Sostenía Cunningham que cualquier movimiento es un movimiento de danza. Desde ese punto de vista Stillness es una de sus propuestas más radicales, al no realizar en ella otro desplazamiento que el cambio de posición que marca el inicio y el final de cada sección. Y sin embargo, el movimiento está ahí, presente en su tenue parpadear, en los gestos de Trevor Carlson que anuncian el final de cada parte y, sobre todo, entre los tres movimientos que componen la pieza muda de Cage. De esa forma, con cada cambio de posición, Cunningham hace de esta pieza una obra en tres movimientos, en la doble acepción del término. Pero aún se puede ir más allá. Si 4’33” no suprimía el sonido, tarea imposible por la propia presencia del público y las condiciones de la sala de conciertos (recordemos la experiencia del compositor con la cámara anecoica, que le llevó a sentenciar que el silencio no existe), la coreografía de Stillness, con la puesta en forma operada por Tacita Dean, desplaza hacia el público el movimiento, de forma que podríamos afirmar que la quietud no existe, rota por el deambular del espectador en la sala de exposiciones, obligado a moverse entre las pantallas, sin la constricción del punto de vista único y, sobre todo, estático, propio de la institución cinematográfica.



Hay que recordar que la obra de Cage daba cabida al azar a condición de sacrificarlo en un aspecto: la duración temporal, definida férreamente desde el propio título.

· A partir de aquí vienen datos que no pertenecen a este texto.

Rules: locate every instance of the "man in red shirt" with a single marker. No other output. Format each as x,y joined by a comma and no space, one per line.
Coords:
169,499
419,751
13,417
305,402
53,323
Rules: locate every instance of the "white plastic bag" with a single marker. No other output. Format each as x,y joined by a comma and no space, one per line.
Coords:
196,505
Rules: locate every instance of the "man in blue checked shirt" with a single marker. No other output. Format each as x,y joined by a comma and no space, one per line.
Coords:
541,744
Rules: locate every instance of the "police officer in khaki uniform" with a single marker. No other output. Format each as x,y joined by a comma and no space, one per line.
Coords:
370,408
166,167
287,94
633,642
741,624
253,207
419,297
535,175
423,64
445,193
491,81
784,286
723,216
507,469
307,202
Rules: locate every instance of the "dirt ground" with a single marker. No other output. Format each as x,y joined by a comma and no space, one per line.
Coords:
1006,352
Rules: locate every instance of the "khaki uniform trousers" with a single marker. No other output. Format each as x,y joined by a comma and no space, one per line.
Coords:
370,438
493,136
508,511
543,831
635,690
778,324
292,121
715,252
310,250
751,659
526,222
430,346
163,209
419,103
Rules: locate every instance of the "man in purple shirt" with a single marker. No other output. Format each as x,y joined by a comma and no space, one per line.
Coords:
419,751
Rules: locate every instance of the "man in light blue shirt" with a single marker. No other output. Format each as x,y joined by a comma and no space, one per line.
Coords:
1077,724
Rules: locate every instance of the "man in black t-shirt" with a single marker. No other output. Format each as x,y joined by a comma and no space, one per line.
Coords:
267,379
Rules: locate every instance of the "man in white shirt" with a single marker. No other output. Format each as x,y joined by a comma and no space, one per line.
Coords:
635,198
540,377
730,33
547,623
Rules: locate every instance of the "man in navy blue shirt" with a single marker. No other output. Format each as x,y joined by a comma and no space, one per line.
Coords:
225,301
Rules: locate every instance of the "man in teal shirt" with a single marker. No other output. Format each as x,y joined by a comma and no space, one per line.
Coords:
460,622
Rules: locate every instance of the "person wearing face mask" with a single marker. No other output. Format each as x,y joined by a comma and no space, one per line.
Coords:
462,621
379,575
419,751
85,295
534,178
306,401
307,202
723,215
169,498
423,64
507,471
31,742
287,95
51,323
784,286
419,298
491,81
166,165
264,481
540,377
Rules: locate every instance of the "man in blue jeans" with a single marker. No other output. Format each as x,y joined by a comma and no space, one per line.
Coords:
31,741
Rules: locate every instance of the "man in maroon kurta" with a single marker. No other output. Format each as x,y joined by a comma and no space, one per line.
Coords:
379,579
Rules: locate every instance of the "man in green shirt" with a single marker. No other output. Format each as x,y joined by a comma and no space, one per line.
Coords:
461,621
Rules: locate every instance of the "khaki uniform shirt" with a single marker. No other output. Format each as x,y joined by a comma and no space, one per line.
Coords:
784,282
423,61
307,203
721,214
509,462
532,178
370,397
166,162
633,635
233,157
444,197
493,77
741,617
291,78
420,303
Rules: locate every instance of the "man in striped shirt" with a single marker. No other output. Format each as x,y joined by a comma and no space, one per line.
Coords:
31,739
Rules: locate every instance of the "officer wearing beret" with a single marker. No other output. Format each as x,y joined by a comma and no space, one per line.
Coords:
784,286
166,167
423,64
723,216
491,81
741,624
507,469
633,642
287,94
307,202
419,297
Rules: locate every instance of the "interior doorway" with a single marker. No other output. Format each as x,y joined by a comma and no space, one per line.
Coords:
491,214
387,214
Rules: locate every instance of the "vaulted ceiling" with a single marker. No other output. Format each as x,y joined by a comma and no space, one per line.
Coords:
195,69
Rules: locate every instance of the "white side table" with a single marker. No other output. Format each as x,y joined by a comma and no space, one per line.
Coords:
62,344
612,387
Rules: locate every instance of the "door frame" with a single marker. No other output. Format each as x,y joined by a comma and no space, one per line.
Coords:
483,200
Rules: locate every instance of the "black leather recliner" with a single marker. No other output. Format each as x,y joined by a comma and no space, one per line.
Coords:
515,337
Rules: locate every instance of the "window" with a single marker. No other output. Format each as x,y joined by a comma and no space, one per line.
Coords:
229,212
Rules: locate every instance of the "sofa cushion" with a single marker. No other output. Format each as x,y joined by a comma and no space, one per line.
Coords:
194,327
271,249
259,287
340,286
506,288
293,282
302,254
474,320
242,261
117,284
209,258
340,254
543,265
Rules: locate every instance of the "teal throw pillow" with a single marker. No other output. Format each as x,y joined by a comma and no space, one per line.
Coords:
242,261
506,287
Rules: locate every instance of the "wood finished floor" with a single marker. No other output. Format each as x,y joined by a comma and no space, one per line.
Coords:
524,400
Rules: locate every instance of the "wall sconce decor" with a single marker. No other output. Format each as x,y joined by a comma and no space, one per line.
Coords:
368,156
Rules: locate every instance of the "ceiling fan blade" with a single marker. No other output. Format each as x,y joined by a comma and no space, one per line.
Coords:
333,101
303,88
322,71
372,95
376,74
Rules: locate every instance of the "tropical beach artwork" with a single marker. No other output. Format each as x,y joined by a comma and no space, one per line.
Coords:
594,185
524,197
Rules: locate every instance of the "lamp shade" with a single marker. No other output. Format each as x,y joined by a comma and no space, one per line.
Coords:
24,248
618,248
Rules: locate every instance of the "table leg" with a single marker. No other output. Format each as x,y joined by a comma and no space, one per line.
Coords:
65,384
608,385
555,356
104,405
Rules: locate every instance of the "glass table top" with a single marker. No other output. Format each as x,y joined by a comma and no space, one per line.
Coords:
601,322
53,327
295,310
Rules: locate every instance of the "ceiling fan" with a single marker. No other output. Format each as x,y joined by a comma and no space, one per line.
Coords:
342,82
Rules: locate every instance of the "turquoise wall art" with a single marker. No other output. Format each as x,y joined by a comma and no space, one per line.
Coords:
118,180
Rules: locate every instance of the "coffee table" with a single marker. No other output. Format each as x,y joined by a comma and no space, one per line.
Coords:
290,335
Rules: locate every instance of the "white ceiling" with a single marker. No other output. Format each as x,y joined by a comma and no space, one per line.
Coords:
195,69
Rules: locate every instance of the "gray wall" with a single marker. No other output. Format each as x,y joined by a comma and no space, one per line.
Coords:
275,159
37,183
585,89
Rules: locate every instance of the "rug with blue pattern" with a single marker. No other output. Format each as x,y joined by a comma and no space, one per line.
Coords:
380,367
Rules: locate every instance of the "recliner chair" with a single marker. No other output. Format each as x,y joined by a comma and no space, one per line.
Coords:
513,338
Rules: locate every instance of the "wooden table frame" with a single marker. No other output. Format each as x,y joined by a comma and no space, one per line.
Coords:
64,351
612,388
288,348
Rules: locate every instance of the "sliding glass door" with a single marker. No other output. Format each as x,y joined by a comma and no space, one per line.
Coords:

En la pieza de Dean, la duración también queda al arbitrio del espectador por la posibilidad de establecer una contemplación parcial o repetida.
Pero sobre todo, la duración temporal se convierte en expresión de una presencia (la del bailarín Cunningham) y de una ausencia (la del compositor y compañero Cage). Esa contradicción entre la presencia de Cunningham y la ausencia de Cage (a través de su obra hecha de la ausencia de sonidos preconcebidos) tiñe Stillness de nostalgia: la sombra del objeto cayó sobre el yo , en palabras de Freud.
A ese desajuste se le debe sumar el que introduce el propio tiempo del espectador, que nunca coincide con lo representado en la pantalla, enfrentándose tanto a las pérdidas que Merce Cunningham, octogenario e inválido, soporta (del ser amado, de la juventud, del cuerpo), como a la desaparición que impuso la muerte del coreógrafo, convertido para siempre en un fantasma.

Esa experiencia tendría para Dean un epílogo en Craneway envent, que Cunningham nunca llegaría a ver.